Солнечный свет отражался от золотистого песка, отсвечивая от маленьких частичек стекла, сточенного морской водой, от фольги, усеянной маленькими дырочками и лежащими рядом пластиковыми бутылками, обтянутыми целлофаном; от брошенных недавно деталей каких-то механизмов, всё еще наполированных, потому и слепящих глаза при взгляде на них, но большая часть скорее была похожа на экспонаты музея: ржавые, старые, в извести и глине, укрытые слоем времени.

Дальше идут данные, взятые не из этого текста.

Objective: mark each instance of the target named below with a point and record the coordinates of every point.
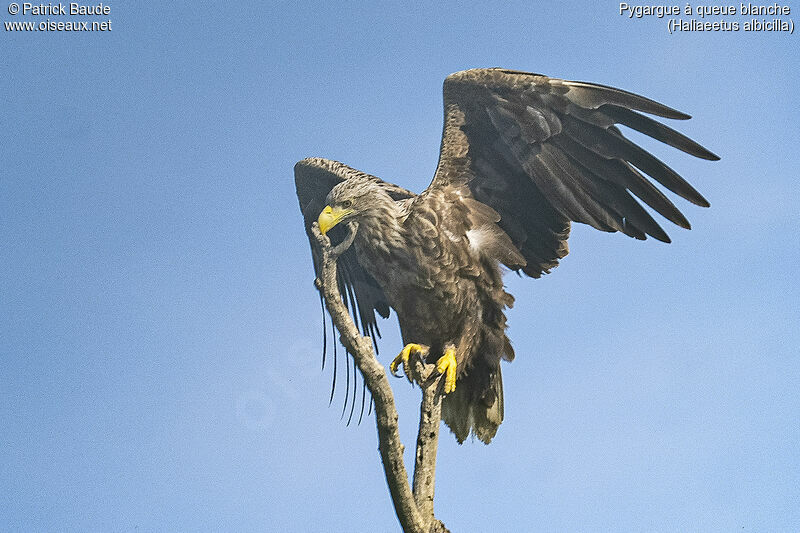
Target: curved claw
(447, 365)
(403, 357)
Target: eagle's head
(353, 199)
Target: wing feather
(544, 152)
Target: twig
(414, 509)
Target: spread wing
(314, 178)
(543, 152)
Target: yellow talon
(404, 355)
(447, 365)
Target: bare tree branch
(414, 509)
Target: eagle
(522, 156)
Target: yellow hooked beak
(330, 217)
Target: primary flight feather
(522, 156)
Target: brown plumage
(522, 156)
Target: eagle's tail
(465, 409)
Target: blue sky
(160, 335)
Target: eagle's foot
(447, 365)
(418, 349)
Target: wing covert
(544, 152)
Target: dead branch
(414, 508)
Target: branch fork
(414, 506)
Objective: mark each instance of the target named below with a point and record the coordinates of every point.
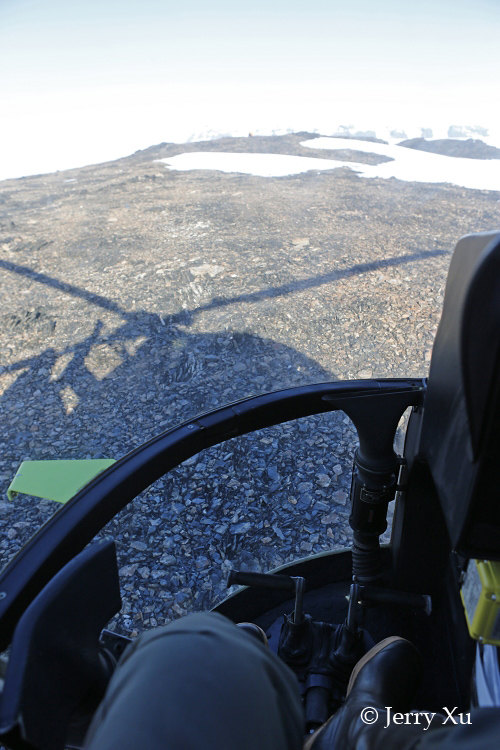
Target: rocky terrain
(134, 297)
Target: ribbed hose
(366, 558)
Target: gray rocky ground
(134, 297)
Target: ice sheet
(412, 165)
(407, 164)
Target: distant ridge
(470, 149)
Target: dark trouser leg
(199, 683)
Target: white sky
(408, 164)
(91, 80)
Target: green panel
(56, 480)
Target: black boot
(383, 682)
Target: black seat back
(461, 425)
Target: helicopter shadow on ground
(255, 501)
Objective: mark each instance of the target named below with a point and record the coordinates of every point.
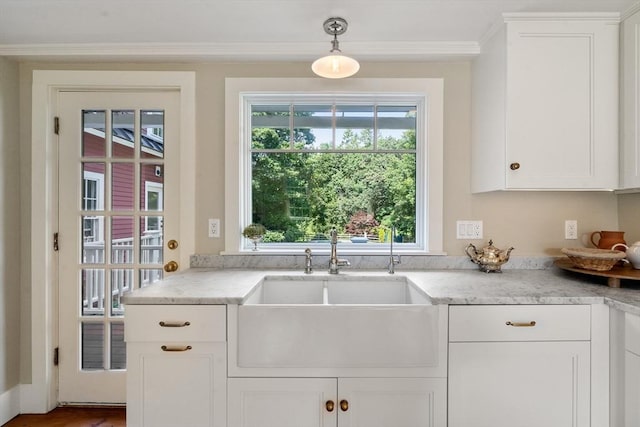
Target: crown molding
(613, 17)
(290, 51)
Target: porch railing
(122, 275)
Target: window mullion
(291, 129)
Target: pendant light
(335, 65)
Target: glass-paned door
(116, 151)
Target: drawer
(632, 333)
(175, 323)
(520, 323)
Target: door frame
(41, 395)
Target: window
(92, 201)
(153, 202)
(359, 160)
(347, 163)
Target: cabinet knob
(521, 324)
(169, 324)
(175, 348)
(329, 404)
(171, 266)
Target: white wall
(9, 232)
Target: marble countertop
(546, 286)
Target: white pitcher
(633, 253)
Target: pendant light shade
(335, 65)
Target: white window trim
(237, 173)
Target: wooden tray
(613, 276)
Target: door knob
(329, 405)
(171, 266)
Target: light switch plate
(469, 230)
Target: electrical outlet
(571, 229)
(469, 230)
(214, 227)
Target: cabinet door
(562, 97)
(282, 402)
(176, 386)
(630, 92)
(523, 384)
(397, 402)
(632, 390)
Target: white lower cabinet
(176, 366)
(524, 366)
(632, 371)
(342, 402)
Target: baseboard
(9, 404)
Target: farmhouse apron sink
(329, 321)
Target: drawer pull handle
(176, 348)
(521, 324)
(329, 405)
(173, 324)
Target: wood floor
(73, 417)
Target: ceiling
(100, 30)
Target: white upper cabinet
(545, 104)
(630, 94)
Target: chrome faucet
(393, 259)
(334, 262)
(308, 266)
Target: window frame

Скалы в виде причудливых форм торчали по всему побережью, шевелясь словно живые, изредка изгибаясь со скрежетом, а волны дикого моря порой сужались и, подобно водяному змею, выползали на пляж, выдавливая в песке различные красивые спирали и другие ничего не значащие простые символы. В одного такого ползучего «змея», сначала поглаживая водяную шкуру, а затем аккуратно проникая в его поток, нырнула маленькая кисть:

– Вау, как круто! Финни, попробуй! Вода теплая!

– Я, э-э-э, не уверен. А если что-нибудь случится?

– Ну ты и трусишка! Со мной же ничего не случилось. Смотри!

Она запустила вторую руку в поток ожившей воды, и змей начал постепенно сворачиваться вокруг нее, приподнимаясь до уровня ее лица. Улыбаясь, она смотрела на переливающийся и дрожащий кончик потока, остановившийся рядом с ее плечами. Пару секунд он вилял на месте, а затем лизнул ее лицо и распался на множество больших капель. Она громко засмеялась, удивленно отскакивая в сторону.

– Ха-ха-ха, щекотно!

На влажном белом лице ее зеленые глаза выглядели как два кристально чистых горных родника, отражающих густую чащу, или как пара каких-то удивительных самоцветов. Веселая девчушка лет четырнадцати отжала свои потемневшие от воды волосы: Финн заметил, что несколько ее молочных светлых прядей стали только ярче, будто светясь изнутри.

– Эмми, у тебя такие странные волосы. Всегда удивлялся. Я ни у кого таких больше не видел.

– Ну-у-у, они у меня такие с рождения. Наверное, я волшебница, ждущая встречи с каким-нибудь старым и мудрым чародеем, который скажет мне, что я избранная и спасу мир! Мне так порой говорит Лео, когда я ему показываю свою изобретения. Правда, они никогда не работают…

– Ничего! Я уверен, что со временем они заработают и это увидит какой-нибудь ученый из Хайхилла. Или я попрошу родителей, чтобы тебя продвинули на поступление в академию наук. Да, так и сделаю!